第9話 幕間・5|むすびの火が、未来を照らすとき

※「むすびの記憶」シリーズは、物語と考察を交互に隔週更新しております。

本編と共に、世界観やキャラクター背景をじっくりお楽しみいただければ幸いです。



焚き火のぬくもりの向こうで、

撫子は天狗の横顔をじっと見つめていた。


「ねえ、天狗さん。

さっき『神々の火』って言ってたけど……

火って、どこから来たの?」


天狗はしばらく黙っていた。

火を見つめ、ゆっくりと口を開く。


「……お前は『火』を、

ただの燃えるものだと思ってるかもしれない。

でも、本当はね──

火は、空から落ちてきたんだ」


「空から?」


「うん。昔の人は、そう呼んだ。『天の火』って。

でも本当は、『未来から灯された光』だった」


撫子は目を見開く。


「未来……? 火が?」


「そう。

人がまだ星のことも知らなかった時代に、

ある者たちは、『希望』としての火を持って、過去へと降りてきた。

それはね、ただの炎じゃなかったんだ。


意思だった。

光よりも速く、祈りよりも深く──

『繋ぎ直す』ための火」


「……じゃあ、その火を持って来たのが……ニギハヤヒ様?」


「そうだ。ニギハヤヒは、火を『持って降りた者』だった。

でもそれは、ただの『贈り物』じゃない。

背負うものでもあり、『燃やし尽くす覚悟』が必要な火だったんだ」


撫子は膝の上で手を握りしめた。


「……その火って、使うたびに消えていくもの?」


「いや、消えない。

火は『渡す』ことで、増えるんだ。

信じた者が次に火を灯せば、それは『連なっていく』……

まるで麻の撚れのようにな」


「撚れ……」


「そう。
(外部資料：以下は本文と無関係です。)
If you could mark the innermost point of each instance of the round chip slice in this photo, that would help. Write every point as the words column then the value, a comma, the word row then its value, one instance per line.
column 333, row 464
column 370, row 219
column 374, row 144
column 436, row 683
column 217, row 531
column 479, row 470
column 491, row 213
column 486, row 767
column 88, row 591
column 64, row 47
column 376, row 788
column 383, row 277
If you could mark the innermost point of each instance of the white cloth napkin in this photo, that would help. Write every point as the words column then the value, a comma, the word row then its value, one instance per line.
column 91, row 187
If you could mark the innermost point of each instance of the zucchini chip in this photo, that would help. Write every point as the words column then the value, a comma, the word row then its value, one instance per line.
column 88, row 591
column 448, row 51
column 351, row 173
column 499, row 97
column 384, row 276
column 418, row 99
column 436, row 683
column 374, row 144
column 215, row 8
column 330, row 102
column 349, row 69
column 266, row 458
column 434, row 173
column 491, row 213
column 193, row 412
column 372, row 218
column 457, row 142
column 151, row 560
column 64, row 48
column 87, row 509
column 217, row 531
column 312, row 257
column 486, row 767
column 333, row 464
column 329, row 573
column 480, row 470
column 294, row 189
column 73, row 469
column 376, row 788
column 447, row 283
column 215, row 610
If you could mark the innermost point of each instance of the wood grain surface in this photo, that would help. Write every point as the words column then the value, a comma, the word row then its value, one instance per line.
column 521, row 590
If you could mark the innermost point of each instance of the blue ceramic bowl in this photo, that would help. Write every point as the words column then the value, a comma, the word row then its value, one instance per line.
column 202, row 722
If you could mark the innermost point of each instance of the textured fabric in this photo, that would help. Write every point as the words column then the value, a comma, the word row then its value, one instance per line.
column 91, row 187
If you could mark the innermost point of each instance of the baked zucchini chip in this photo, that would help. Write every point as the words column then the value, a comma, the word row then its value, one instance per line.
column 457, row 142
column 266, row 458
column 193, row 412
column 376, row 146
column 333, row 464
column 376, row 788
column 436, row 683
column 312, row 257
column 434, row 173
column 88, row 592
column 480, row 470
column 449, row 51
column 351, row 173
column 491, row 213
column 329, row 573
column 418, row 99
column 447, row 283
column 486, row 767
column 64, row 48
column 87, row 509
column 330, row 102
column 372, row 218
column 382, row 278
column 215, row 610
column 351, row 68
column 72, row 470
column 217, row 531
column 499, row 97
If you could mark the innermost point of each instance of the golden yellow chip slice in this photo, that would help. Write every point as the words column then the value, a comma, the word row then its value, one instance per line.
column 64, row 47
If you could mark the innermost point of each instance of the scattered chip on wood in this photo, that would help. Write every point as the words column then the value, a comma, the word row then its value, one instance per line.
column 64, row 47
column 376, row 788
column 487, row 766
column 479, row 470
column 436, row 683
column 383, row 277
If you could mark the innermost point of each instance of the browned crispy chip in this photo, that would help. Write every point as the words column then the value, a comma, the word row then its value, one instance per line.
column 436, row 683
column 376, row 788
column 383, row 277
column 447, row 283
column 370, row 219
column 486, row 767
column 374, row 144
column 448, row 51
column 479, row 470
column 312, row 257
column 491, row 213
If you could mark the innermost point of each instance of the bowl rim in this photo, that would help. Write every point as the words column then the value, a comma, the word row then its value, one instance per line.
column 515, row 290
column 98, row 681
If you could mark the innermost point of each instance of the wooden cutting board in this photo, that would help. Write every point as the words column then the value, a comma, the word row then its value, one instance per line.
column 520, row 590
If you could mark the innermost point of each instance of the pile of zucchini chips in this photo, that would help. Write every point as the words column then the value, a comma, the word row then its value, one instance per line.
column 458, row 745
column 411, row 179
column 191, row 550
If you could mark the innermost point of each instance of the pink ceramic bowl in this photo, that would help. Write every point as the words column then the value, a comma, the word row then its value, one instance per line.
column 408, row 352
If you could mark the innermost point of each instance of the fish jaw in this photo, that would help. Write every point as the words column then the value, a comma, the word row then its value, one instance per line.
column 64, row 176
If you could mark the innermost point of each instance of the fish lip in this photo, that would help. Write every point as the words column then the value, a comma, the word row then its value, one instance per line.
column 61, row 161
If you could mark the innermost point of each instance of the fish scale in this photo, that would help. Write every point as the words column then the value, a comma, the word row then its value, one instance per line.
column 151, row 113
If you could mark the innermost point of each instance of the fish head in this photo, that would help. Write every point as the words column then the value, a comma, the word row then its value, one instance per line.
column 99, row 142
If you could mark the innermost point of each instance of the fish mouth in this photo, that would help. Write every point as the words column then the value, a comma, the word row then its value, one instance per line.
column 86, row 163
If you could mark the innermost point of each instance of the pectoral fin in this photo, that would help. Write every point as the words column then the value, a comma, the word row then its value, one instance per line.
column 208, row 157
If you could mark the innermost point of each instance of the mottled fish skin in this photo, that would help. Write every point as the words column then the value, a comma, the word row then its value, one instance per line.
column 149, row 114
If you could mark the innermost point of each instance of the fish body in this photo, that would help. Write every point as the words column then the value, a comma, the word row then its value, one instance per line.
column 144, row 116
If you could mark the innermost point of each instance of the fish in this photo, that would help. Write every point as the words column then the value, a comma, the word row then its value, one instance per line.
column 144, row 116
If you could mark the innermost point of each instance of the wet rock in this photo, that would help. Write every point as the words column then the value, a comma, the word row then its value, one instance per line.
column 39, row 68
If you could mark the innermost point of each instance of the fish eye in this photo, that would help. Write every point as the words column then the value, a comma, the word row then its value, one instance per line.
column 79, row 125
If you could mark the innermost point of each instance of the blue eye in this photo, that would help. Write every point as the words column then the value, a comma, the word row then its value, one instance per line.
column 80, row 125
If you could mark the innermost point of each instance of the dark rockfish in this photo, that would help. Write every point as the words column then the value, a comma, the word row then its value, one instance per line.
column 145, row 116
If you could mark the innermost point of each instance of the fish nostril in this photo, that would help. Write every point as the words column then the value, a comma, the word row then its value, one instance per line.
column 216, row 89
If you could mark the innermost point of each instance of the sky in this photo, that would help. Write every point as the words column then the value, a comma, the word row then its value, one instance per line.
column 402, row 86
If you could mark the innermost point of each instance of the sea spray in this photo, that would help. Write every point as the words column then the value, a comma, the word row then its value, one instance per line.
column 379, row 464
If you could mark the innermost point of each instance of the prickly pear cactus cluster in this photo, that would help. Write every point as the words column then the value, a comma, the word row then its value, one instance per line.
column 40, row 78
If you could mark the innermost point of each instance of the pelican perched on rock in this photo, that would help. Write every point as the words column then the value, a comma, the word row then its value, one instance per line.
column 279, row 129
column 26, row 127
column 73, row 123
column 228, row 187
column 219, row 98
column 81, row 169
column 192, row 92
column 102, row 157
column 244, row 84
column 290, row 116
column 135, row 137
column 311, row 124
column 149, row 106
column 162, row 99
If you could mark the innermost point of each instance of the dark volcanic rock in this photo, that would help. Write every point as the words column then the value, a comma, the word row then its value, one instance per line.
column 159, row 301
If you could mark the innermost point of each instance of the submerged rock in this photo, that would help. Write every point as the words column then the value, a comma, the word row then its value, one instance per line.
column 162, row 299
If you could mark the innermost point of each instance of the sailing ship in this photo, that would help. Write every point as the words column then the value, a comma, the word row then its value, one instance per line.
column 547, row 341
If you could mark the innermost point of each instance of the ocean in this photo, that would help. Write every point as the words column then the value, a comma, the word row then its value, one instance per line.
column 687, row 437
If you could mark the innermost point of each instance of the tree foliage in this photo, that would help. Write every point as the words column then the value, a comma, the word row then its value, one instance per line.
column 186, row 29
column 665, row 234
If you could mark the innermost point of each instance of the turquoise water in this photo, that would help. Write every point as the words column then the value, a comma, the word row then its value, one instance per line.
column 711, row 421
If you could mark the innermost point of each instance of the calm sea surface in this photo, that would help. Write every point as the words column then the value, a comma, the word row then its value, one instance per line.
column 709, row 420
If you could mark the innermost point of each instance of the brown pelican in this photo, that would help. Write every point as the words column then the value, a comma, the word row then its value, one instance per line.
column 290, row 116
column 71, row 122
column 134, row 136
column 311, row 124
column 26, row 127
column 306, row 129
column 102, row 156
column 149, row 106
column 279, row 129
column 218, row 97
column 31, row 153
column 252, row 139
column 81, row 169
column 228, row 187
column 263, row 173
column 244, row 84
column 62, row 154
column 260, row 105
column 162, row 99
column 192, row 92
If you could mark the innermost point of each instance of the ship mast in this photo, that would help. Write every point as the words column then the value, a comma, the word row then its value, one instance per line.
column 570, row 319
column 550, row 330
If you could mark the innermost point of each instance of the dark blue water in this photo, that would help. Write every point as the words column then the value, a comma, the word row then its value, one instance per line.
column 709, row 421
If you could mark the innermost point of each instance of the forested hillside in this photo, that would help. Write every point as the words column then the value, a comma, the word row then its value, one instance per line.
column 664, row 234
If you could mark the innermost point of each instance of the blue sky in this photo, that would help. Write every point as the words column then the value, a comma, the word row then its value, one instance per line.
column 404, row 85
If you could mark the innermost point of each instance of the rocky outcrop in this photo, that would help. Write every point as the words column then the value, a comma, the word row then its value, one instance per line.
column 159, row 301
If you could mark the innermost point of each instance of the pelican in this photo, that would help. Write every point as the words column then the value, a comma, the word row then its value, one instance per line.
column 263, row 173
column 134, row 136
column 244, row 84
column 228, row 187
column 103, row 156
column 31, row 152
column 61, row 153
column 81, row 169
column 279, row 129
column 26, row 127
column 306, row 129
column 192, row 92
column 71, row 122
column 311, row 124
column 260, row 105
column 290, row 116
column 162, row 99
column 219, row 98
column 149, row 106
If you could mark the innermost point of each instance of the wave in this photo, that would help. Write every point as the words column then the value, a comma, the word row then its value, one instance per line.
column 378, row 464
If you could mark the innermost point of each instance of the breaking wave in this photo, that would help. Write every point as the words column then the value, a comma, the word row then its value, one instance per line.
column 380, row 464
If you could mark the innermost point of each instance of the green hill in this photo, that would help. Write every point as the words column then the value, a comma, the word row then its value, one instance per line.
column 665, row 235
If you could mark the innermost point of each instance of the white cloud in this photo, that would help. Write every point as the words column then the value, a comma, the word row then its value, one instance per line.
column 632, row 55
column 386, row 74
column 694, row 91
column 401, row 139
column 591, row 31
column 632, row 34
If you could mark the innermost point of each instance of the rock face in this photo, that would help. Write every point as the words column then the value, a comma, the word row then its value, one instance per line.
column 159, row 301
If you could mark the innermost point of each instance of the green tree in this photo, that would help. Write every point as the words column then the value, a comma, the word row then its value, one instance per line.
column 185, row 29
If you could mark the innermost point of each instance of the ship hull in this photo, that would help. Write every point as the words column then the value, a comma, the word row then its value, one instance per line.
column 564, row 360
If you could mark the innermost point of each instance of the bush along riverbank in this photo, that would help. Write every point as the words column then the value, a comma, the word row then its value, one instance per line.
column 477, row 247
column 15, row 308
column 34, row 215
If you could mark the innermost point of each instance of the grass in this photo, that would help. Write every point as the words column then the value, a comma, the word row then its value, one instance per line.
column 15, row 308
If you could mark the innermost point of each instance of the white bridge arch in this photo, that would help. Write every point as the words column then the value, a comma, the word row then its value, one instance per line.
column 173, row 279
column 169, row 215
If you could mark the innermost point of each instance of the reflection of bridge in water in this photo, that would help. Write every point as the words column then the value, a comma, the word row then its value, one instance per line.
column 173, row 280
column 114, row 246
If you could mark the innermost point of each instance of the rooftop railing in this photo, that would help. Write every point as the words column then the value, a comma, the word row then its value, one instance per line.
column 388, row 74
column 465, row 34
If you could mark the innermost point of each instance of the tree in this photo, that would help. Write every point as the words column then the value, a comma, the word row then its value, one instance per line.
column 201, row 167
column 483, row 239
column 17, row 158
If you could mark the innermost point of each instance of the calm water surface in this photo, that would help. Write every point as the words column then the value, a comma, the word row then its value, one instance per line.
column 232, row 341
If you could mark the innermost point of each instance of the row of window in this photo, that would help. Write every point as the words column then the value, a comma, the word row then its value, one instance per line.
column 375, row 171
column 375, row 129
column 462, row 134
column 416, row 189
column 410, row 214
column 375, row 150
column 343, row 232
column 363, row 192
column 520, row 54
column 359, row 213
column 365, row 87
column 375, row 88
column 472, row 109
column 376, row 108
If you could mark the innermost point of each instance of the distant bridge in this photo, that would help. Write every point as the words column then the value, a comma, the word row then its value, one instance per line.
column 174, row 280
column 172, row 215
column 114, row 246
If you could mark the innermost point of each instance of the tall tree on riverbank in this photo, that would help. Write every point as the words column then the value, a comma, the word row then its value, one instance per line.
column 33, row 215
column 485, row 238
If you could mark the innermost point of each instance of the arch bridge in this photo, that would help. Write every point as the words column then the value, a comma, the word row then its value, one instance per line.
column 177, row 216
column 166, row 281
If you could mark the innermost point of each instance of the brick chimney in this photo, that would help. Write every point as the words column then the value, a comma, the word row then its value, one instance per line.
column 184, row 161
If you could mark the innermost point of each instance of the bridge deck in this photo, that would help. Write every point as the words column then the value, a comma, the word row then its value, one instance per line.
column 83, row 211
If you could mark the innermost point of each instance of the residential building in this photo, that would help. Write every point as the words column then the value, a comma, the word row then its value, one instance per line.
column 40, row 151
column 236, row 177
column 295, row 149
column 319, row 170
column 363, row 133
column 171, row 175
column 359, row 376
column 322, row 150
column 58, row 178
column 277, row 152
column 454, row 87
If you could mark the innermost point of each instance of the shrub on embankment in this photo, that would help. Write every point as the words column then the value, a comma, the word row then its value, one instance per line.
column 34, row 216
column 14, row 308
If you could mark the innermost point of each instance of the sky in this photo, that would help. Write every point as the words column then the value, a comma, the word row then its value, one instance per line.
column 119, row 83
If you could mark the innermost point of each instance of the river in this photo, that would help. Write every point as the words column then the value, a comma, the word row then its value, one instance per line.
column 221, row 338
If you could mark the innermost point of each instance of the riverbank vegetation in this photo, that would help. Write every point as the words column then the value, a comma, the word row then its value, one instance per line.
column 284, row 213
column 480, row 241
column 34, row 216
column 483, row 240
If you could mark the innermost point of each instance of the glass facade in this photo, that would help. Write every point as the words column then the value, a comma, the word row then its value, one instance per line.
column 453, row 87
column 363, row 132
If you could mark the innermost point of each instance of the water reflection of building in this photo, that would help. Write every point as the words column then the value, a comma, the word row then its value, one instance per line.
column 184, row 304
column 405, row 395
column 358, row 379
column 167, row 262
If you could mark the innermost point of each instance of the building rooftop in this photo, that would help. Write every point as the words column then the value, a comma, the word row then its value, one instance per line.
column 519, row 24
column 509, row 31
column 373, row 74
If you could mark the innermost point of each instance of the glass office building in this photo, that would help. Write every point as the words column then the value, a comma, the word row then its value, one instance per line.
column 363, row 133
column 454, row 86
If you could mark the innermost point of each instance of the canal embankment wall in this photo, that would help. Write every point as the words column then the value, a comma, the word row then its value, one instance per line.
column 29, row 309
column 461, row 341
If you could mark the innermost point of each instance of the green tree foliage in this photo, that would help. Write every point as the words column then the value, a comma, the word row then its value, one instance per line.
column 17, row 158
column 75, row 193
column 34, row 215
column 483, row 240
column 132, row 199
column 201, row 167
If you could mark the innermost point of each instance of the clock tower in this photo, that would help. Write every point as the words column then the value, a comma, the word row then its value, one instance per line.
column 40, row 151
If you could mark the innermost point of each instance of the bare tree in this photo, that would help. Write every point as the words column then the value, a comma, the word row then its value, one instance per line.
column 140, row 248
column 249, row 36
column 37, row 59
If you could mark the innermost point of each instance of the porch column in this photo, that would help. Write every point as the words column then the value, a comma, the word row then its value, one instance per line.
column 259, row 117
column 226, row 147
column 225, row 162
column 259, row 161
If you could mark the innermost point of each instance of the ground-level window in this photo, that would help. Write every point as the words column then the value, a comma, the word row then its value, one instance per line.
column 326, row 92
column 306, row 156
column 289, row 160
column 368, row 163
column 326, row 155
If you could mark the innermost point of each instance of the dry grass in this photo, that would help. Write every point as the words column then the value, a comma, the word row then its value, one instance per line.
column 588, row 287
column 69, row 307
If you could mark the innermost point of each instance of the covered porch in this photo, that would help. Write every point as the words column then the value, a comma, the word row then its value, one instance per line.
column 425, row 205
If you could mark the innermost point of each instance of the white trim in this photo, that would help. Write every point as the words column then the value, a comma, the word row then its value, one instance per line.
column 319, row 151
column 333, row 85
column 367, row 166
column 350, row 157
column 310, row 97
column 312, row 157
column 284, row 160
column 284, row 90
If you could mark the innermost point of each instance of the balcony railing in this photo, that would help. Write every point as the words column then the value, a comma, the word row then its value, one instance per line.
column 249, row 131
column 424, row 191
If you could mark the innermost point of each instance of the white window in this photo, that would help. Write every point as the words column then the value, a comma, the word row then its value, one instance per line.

過去と未来、あの人とこの人、誰かと誰か。

それぞれの祈りや痛みが、火を通して撚られていくんだよ」


天狗は、ゆっくりと撫子の方を見た。

しばし黙り、そしてふと口元をゆるめて言う。


「もう『君』じゃないな。今は『お前』か──」


撫子は少しだけ頬を赤らめ、

でも何も言わず、焚き火を見つめ続けた。


天狗は、静かに語り続ける。


「だからね。

神々の火っていうのは、『未来に希望を残す者たち』の火なんだ。

この世界が何度も壊れそうになったとき、

誰かがその火を持って過去へ降りてきて、撚り直してきた。

それが──『むすびの火』」


撫子は、焚き火の小さな炎を見つめながら、そっとつぶやいた。


「……わたしたちは、その火を『受け取った者』なんだね」


天狗は、にやりと笑ってうなずいた。


「そう。お前もな。

ニギハヤヒの火は、まだ終わっちゃいない。

お前の中にも、ちゃんと受け継がれてる」


撫子はしばらく黙っていた。

そして、焚き火の炎に手をかざして、そっと目を閉じた。


――――――――――


(風の音が、静かに吹き抜ける)


――――――――――


※この物語は、日本神話をもとにしたフィクションです。

実在の信仰・伝承とは異なる創作表現を含みます。